Italian authorities arrested Bouhrama on November 15 and he remains in prison. Authorities later arrested two other men, Achour Rabah and Tartaq Sami, who are believed to be Bouhrama’s chief aides in planning the attacks.

The arrests were a major coup for Italian anti-terror forces, and the story was carried in most major newspapers from Europe to China.

“U.S. terror attacks foiled,” read the headline in England’s Sunday Times. In France, a headline from Agence France Presse proclaimed, “Three Algerians arrested in Italy over plot targeting U.S.”

Curiously, what was deemed worthy of a worldwide media blitz abroad was virtually ignored by the U.S. media, and conservative media watchdog groups are saying that is no accident.

“My impression is that the major media want to use the NSA story to try and impeach the president,” says Cliff Kincaid, editor of the Accuracy in Media Report published by the grassroots Accuracy in Media organization.

“If you remind people that terrorists actually are planning to kill us, that tends to support the case made by President Bush.
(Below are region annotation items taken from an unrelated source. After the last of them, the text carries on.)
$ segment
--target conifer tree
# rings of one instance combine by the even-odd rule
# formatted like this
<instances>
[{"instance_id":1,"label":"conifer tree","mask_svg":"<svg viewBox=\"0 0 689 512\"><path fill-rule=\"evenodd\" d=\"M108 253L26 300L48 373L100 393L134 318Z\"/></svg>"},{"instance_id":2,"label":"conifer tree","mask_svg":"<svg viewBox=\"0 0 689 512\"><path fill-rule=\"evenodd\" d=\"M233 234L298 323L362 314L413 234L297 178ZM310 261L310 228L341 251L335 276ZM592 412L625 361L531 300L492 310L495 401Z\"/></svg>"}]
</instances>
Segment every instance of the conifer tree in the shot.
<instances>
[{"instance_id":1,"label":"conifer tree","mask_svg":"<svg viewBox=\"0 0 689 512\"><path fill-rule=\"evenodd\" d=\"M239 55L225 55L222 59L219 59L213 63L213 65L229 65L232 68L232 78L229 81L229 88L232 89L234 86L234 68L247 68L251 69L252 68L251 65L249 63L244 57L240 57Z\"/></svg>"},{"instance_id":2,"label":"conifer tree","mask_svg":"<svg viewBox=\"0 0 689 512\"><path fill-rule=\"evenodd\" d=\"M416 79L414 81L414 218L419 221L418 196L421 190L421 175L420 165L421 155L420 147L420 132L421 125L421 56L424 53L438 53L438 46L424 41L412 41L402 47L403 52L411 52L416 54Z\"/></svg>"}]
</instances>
They will ignore any issue that shows that this kind of [wiretapping] tactic can work in the war on terror.”

“The mainstream media have framed the story as one of the nefarious President Bush ‘spying on U.S. citizens,’ where the average American is a victim not a beneficiary,” commented Brent Baker, vice president of the Media Research Center, a Washington, D.C.-based organization dedicated to encouraging balanced news coverage, “so journalists have little interest in any evidence that the program has helped save lives by uncovering terrorist plans.”

The Associated Press version of the story did not disclose that the men planned to target the U.S. Nor did it report that the evidence against the suspects was gathered via a wiretapping surveillance operation.

Furthermore, only one American newspaper, the Philadelphia Inquirer, is known to have published the story that the AP distributed. It ran on page A-6 under the headline “Italy Charges 3 Algerians.” The Inquirer report also made no mention of the plot to target the U.S. – although foreign publications included this information in the headlines and lead sentences of their stories. Nor did it advise readers that domestic wiretaps played a key role in nabbing the suspected terrorists.

One obvious question media critics are now raising: Did the American media intentionally ignore an important story because it didn’t fit into their agenda of attacking President George Bush for using wiretapping to spy on potential terrorists in the U.S.?

“It’s clear to me,” says AIM’s Kincaid, “that they’re trying their best to make this NSA program to be an impeachable offense, saying it is directed at ordinary Americans. That’s why they keep referring to this as a ‘program of spying on Americans’ – whereas the president keeps pointing out it’s a program designed to uncover al-Qaida operations on American soil.”